Pluto TV unveils major platform and user experience updates

Pluto TV today revealed Project Venetia, a major redesign and upgrade for its free ad-supported streaming service.

The new linear user experience will let viewers choose from categories like movies, news, entertainment, sports and more easily skip through Pluto TV’s more than 250 channels to the category they want. The company also said it’s updated its on-demand UX to let viewers choose from VOD categories like binge-watch and rom coms. The page also now includes a preview mode that shows movie information and trailers before videos are played.

Pluto TV has also added channel favoriting, which keeps certain channels at the top of viewers’ channel guide, and Watch List, which lets viewers save their top picks. The new Watch Now button lets viewers save select titles for on-demand to view later. If the title is available on-demand, the button will pop up in the guide.

RELATED: ViacomCBS details expanded CBS All Access product launching in 2020

The updates are live on Apple, Vizio, and Roku devices with staged releases across other devices including Android and Amazon Fire TV, and more features rolling out over the coming months.

Pluto TV, which is now at 22 million monthly active users and expects to end 2020 with 30 million domestically, is launching its new major branding and marketing campaign.

The company is pushing the free component of Pluto TV through new out-of-home marketing in major U.S. cities, linear ads running during late night broadcast and cable programming and “connected TV takeovers” on Amazon Fire TV, Roku and Samsung.

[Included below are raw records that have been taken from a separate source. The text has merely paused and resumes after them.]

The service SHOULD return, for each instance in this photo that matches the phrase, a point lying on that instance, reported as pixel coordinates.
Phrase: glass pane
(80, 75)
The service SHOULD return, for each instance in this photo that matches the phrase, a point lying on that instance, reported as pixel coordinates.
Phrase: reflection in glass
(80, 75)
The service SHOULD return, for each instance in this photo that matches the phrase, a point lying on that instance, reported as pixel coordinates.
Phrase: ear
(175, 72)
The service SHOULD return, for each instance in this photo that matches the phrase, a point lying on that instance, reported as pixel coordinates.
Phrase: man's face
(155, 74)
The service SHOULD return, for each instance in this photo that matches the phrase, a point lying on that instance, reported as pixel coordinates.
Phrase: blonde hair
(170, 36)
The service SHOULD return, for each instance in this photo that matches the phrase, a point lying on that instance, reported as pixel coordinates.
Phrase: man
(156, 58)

The updates and marketing push at Pluto TV come at a time when Viacom, which bought Pluto TV last year for $340 million, and CBS are beginning to firm up plans for their newly combined company, ViacomCBS. The company will later this year launch an expanded streaming service that will build on CBS All Access and add 30,000 episodes of TV and up to 1,000 movies.

ViacomCBS said that its domestic streaming and video business – including subscription fees and advertising – brought in approximately $1.6 billion in revenue in 2019. The company anticipates that figure will grow between 35% and 40% in 2020 with “relatively modest, incremental operating expenses.”